Headlines on British newspapers at a newsagent shop in London

As Johnston Press, one of the biggest regional publishers, predicts that more titles will disappear in the next few years, the Today programme's James Naughtie, a former newspaper man himself, examines the challenges and opportunities facing the UK's local press.

A few years ago, the newspaper and radio entrepreneur Sir Ray Tindle heard on the grapevine that the weekly West Wales Observer had gone bust, and was closing. Was it for sale?

He bought it on the spot, and persuaded the staff to get out the next edition at two days' notice. And he did something else. He restored the original name, the Tenby Observer. It's publishing still.

Sir Ray, who owns about 200 weekly newspapers and has been in the business for 65 years, is a phenomenon. He is an optimist, and cares about newspapers.

Image caption,
James meets Pete Lazenby

He wanted the Tenby Observer to get its original name back because it had fought a notable battle in 1908 - getting the law changed to allow journalists access to public meetings from which some authorities had been excluding them.

The story is a useful antidote to the pessimism that has settled over regional newsrooms, reminding everyone that there is still life in old newspapers, and there is still a reason for cherishing them.

They need all the help they can get. With a remorseless plunge in advertising revenue, newspapers - particularly evening titles - have been in decline for many years. A number of publishing groups, who used to extract healthy profits from the business, are responding the shift from print to the web, and the recessionary bite, by swinging an axe.

Editors' jobs going in Edinburgh and Leeds, dailies turning into weeklies in the East Midlands, jobs disappearing in Lancashire and Birmingham, on-line editions taking over from street sales. Shrinkage everywhere.

Image caption,
James Naughtie gives some words of advice to trainee journalists in Leeds

I took a little trip to the north of England, and inhaled some of that gloom, but I also discovered some cause for hope.

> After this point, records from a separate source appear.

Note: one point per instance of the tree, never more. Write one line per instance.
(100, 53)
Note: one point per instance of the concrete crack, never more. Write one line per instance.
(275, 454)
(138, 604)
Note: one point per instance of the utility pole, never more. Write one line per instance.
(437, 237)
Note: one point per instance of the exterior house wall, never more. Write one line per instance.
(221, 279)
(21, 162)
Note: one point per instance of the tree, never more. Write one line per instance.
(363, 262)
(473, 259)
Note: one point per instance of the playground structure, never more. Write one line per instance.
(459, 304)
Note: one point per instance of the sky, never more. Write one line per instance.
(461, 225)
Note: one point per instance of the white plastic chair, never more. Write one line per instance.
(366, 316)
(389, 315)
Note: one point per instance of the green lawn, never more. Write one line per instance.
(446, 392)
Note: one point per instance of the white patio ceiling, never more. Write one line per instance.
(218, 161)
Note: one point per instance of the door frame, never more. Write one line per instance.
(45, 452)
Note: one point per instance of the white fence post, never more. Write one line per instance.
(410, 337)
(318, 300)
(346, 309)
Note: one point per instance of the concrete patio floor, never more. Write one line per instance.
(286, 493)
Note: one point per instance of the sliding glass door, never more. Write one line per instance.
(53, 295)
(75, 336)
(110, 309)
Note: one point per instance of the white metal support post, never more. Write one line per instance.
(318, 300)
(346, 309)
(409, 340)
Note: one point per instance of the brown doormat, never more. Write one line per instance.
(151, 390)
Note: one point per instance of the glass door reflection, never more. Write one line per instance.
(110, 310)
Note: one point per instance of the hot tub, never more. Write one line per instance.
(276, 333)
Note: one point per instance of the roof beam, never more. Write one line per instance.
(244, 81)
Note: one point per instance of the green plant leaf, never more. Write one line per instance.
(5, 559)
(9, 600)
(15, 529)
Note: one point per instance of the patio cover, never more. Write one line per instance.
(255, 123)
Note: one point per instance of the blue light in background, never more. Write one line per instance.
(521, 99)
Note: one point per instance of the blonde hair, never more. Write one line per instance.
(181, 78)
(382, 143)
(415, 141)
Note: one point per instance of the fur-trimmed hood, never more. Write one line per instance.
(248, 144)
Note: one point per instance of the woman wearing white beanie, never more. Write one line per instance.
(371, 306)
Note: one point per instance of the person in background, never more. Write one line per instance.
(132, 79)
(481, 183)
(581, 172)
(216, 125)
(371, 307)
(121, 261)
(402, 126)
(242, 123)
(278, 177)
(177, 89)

Sitting in Leeds with Pete Lazenby, veteran Yorkshire Evening Post man, we shared stories of the days of ink and hot metal type, when deadlines were attended by the clatter of the presses starting up and papers seemed to be the engines of their communities.

Change is inevitable - who can complain about a mobile phone or a computer? - but Pete regretted, with me, the passing of some of the crusading spirit. Were the owners of today still interested in what newspapers were for?

Webward move

But I tracked down some optimistic souls not far away. At Leeds Trinity University College, where a respected training course for journalists has been running for 20 years, I found a group of postgraduate students who were brimming with enthusiasm for the trade - committed to print, and to the business of good writing and brave journalism.

Image caption,
Jesmond's hyperlocal bloggers

Suitably cheered up, I headed for Newcastle-upon-Tyne.

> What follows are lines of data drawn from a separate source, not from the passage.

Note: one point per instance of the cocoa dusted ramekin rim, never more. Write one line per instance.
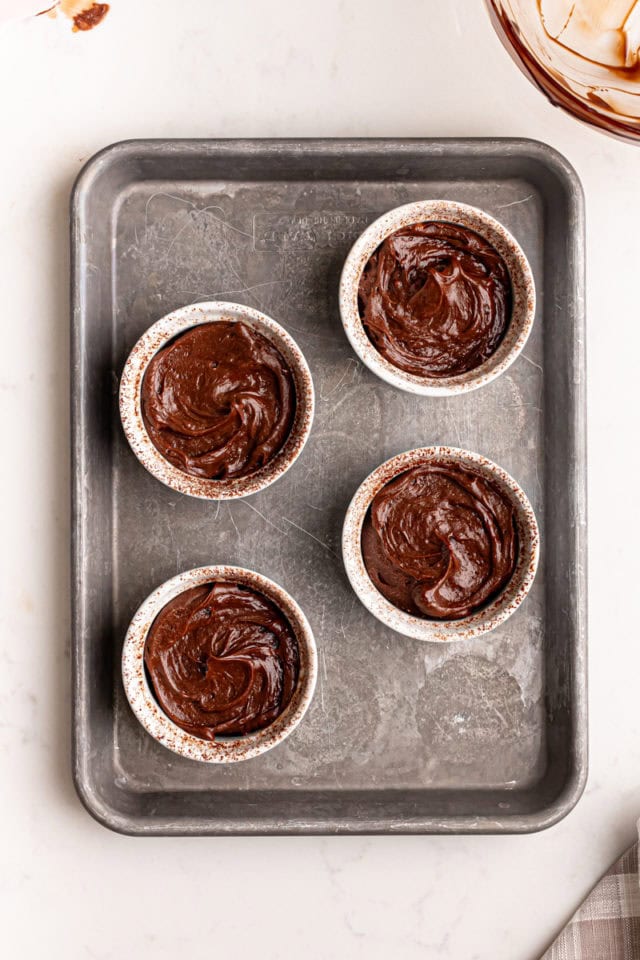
(155, 720)
(481, 621)
(153, 340)
(522, 286)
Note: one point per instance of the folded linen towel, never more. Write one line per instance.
(607, 925)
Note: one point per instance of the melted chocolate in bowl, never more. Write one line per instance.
(584, 54)
(222, 658)
(219, 400)
(440, 541)
(435, 299)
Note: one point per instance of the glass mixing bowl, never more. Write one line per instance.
(583, 54)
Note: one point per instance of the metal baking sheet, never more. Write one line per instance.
(402, 737)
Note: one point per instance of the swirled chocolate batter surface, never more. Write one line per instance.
(435, 299)
(219, 400)
(222, 659)
(440, 541)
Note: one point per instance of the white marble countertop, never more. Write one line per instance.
(208, 68)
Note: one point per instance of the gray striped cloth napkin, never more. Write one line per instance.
(607, 925)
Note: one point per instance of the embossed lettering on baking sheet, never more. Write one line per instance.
(308, 231)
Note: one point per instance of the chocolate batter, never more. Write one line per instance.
(222, 659)
(435, 299)
(219, 400)
(440, 541)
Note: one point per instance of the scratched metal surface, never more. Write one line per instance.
(486, 735)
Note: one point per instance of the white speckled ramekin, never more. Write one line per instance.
(146, 707)
(156, 337)
(523, 295)
(483, 620)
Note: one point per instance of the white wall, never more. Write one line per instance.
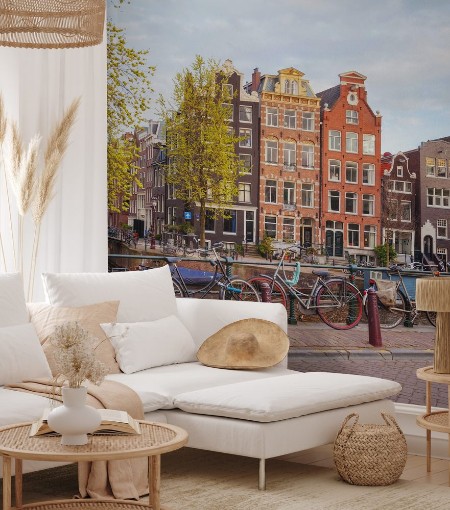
(37, 86)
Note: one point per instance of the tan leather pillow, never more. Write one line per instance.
(46, 317)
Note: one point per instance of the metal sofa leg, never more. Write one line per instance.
(262, 475)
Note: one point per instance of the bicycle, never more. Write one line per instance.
(334, 299)
(394, 302)
(232, 288)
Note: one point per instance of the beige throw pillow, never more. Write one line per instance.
(46, 317)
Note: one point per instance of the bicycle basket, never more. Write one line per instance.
(386, 292)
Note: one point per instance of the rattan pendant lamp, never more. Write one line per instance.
(51, 23)
(433, 294)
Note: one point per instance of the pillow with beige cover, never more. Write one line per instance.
(46, 317)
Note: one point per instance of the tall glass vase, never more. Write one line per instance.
(74, 419)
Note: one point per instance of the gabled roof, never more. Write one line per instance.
(329, 96)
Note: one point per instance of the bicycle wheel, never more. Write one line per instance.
(277, 293)
(431, 316)
(239, 290)
(390, 317)
(339, 304)
(177, 288)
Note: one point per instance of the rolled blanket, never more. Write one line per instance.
(120, 479)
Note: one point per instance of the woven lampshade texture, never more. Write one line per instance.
(433, 294)
(51, 23)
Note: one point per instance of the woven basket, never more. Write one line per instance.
(370, 454)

In another era, I was a graduate trainee there before being sent to my first paper in Aberdeen, and I think the first story I ever had published was in the Evening Chronicle, a court report about a 15-year-old fire-raiser.

They were happy days in the Bigg Market and I was one of many, in Fleet Street and in broadcasting, who passed that way. The Chronicle today is different - only one edition, published at breakfast time. But its sales are decent, and it has a good website for breaking news.

Darren Thwaites, the editor, runs a paper that still covers the city with gusto - its burghers and people, its crime and its football - but the shift is webwards. And how do you make it pay? No-one has cracked the conundrum yet.

Media caption,

James Naughtie reports on the fate of local newspapers

At a national level the Times finds its paywall an impediment to readers; the Guardian finds its world-renowned website is a financial drain. Until that problem is solved, the squeeze on the regional press will continue.

So where are the signs of life? At Jesmond Cricket Club, in the north of the city, I found some. A community website and newspaper, deliberately small, which is trying to give do-it-yourself journalism a good name.

Ian Wylie, who's worked in Fleet Street and freelanced for national papers, is running boot camps for local enthusiasts who want to help to run the website and an accompanying magazine - Jesmond Local. They know people want it, and they know that it's filling a gap left by the shrinkage of the established regional press.

We spent a happy evening, and I came away cheered up.

People still want to be journalists. There's life in some of the old papers, and there are new ones on the way. Don't let's wallow in gloom. All is not yet lost.